The other is surgery. The patient can have surgery to remove the pregnancy, especially if they already ruptured that tube, or they are about to rupture that fallopian tube. This is very, very dangerous for this patient. So we have to just-- we can't wait for the methotrexate, basically. We need to get that pregnancy away from the tube so that our patient does not hemorrhage, go into shock, and die.
So these are some very scary complications of pregnancy, but it's very important that you be aware of them so that you understand what can happen to your patient and understand what to look for in those cases.
I hope this review was helpful. If it was, please like this video. I would love to hear any sort of ways that you might remember these difficult concepts. If you want to leave me a comment below, I promise I will read it, and I do hope that you subscribe to the channels that you can be the first to know when our next video comes out.
Here's an ectopic story though.

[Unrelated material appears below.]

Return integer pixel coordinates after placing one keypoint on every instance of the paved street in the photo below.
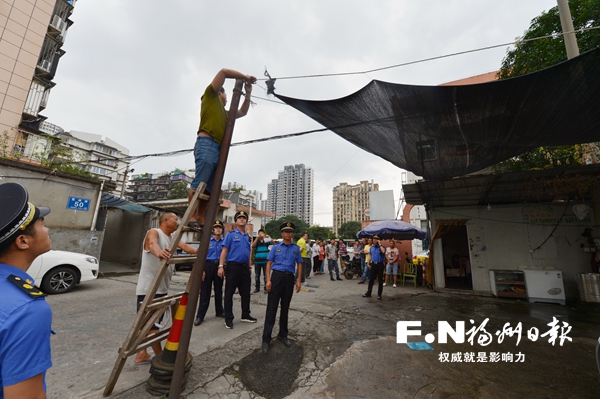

I was an in-vitro fertilization baby, and my parents tried for five years to conceive, and I was finally born. They were very excited, and my mom, when I was two years old, was in the grocery store with me and she said that she all of a sudden felt stabbing pain, and she abandoned her shopping cart, grabbed my hand, and took me to the neighbor's house, and then drove herself to the hospital. And sure enough, she had actually conceived naturally, but, unfortunately, had an ectopic pregnancy. But that's how sudden and severe her pain was, that she literally just abandoned her full shopping cart in the middle of the grocery store. I'm very glad that she was okay, and she was able to have that surgery and survive.